Last week the federal Government announced a $13 million fund for rare cancer research but, in reality, funding for brain cancer has gone backwards.
"There are hundreds of rare cancers and brain cancer needs a hundred times the investment to save children's lives," leading brain cancer researcher Associate Professor Kerry McDonald said. "It's nothing. It will fund 10 projects and maybe only one will be for brain cancer."
Sydney mum Bridget Marker knows the agony the disease inflicts on families.
"My only son is being stolen from me by brain cancer. Finn has said to me recently: 'Mummy, have the doctors got the medicine to make me better?' and: 'Am I going to die?'," Ms Marker wrote in her submission to a senate inquiry into funding for research into cancers with low survival rates back in March.
Her eight-year-old son Finn was suffering from brain cancer. The doctors did not have the medicine and Ms Marker had to look her child in the eye and explain the terrifying truth.
Tragically, Finn died on July 20.
"It will take a politician's child to get this to force change, but how many children will have to die beforehand? Having to tell your child he is going to die is just horrendous," the Narraweena mum said.
Finn's story is one of the hundreds of heartbreaking accounts currently before the inquiry, which was established by brain tumour survivor and Labor senator Catryna Bilyk.

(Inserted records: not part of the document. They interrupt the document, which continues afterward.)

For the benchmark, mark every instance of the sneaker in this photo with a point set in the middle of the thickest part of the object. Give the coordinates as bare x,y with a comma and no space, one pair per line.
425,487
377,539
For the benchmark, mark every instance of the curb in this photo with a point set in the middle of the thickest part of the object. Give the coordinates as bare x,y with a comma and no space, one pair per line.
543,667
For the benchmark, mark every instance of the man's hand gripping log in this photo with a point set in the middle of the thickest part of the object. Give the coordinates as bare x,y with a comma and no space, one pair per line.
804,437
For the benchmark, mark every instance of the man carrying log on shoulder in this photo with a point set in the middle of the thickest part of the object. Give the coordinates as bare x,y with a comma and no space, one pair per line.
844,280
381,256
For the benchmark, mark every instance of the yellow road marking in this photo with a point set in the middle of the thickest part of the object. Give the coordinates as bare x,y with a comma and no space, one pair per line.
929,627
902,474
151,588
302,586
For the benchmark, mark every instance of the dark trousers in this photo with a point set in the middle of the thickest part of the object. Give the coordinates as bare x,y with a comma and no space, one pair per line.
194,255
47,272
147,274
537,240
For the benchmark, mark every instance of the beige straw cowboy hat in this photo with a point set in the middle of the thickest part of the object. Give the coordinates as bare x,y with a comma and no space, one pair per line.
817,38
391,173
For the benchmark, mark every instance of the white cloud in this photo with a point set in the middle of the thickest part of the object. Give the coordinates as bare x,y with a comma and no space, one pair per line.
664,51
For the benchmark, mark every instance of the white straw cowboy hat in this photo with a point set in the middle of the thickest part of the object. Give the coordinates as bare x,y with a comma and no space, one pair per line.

"We lose an entire classroom full of kids to brain cancer each year, around 35 to 40 children. A lot of parents are told there is no real treatment so a lot are out there fundraising and it is not appropriate that they are out there doing the fundraising," Ms Bilyk said.
All children like five-year-old Fred Corbett want is a similar chance as those who develop childhood leukaemia.
Nine out of 10 children with leukaemia now survive thanks to research advances in the last 40 years. But survival rates for brain cancer have not improved for decades.
Diagnosed at three, Fred's medulloblastoma relapsed in January, meaning the odds are stacked against him. After intensive radiation treatment, which finished in June, his mother Marion said they take each day as it comes now.
"We live in limbo, from scan to scan. As a parent you feel so powerless. I think it is out of sight, out of mind and the squeaky wheel gets more, the higher profile cancers," the Dundas mother said.
Dr Robert De Rose co-founded The Isabella and Marcus Paediatric Brainstem Tumour Fund after his six-year-old daughter Isabella died of a paediatric brain stem tumour in 2008.
He and his wife were "stunned" there was no treatment, let alone much research into Isabella's form of brain cancer.
"There was very little understanding about the nature of this disease, which would serve as a basis for developing treatments. Hence no chemotherapy was available," he said.
The fund has since raised more than $1 million to provide seed funding for research.
"There is something inherently wrong when the responsibility for the health and wellbeing of desperately ill children is being met by charities and not by our government," Dr De Rose said.
Dr De Rose, a research scientist himself, said Australia is "50 years behind what has been done for leukaemia, childhood leukaemia used to kill nearly all children, now it has a 90 per cent survival rate. That is what you can achieve if funds are available to do research.
"Over time there is a skewing of funding towards cancers with better prognoses and researchers who struggle with the more difficult cancers have to abandon their research because of lack of funding."
Canberra parents Kathie and Adam Potts are in a desperate battle to save their four-year-old daughter Annabelle, who also suffers from the same cancer as Isabella did and has just four months to live.
The Potts family has gone to Mexico where Annabelle is undergoing experimental treatment.
"I feel incredibly disappointed we've had to come to Mexico. I have lost trust in the Australian healthcare system and especially in the Australian government," Ms Potts said.
In April, Dustin Perry, who has been told by doctors his nine-year-old daughter Chloe is dying of brain cancer, wrote to Prime Minister Malcolm Turnbull begging for more research dollars.
"You are the leader of our nation, and I am asking that you take some responsibility for the unacceptable amount of suffering and loss that brain cancer is causing Australians," he wrote.
"I am a father pleading with you to take action on this, and dramatically increase brain cancer funding to facilitate the research and clinical trials that could possibly save my daughter's life, as well as thousands of others, here and around the world."
"It kills more kids than any other disease and whatever is killing the most kids should attract the most effort," Mr Perry told The Sunday Telegraph.
"The thing that drives me insane is the amount of money government spend on irrelevant stuff, I think brain cancer is one of the most important things if it is affecting this many children."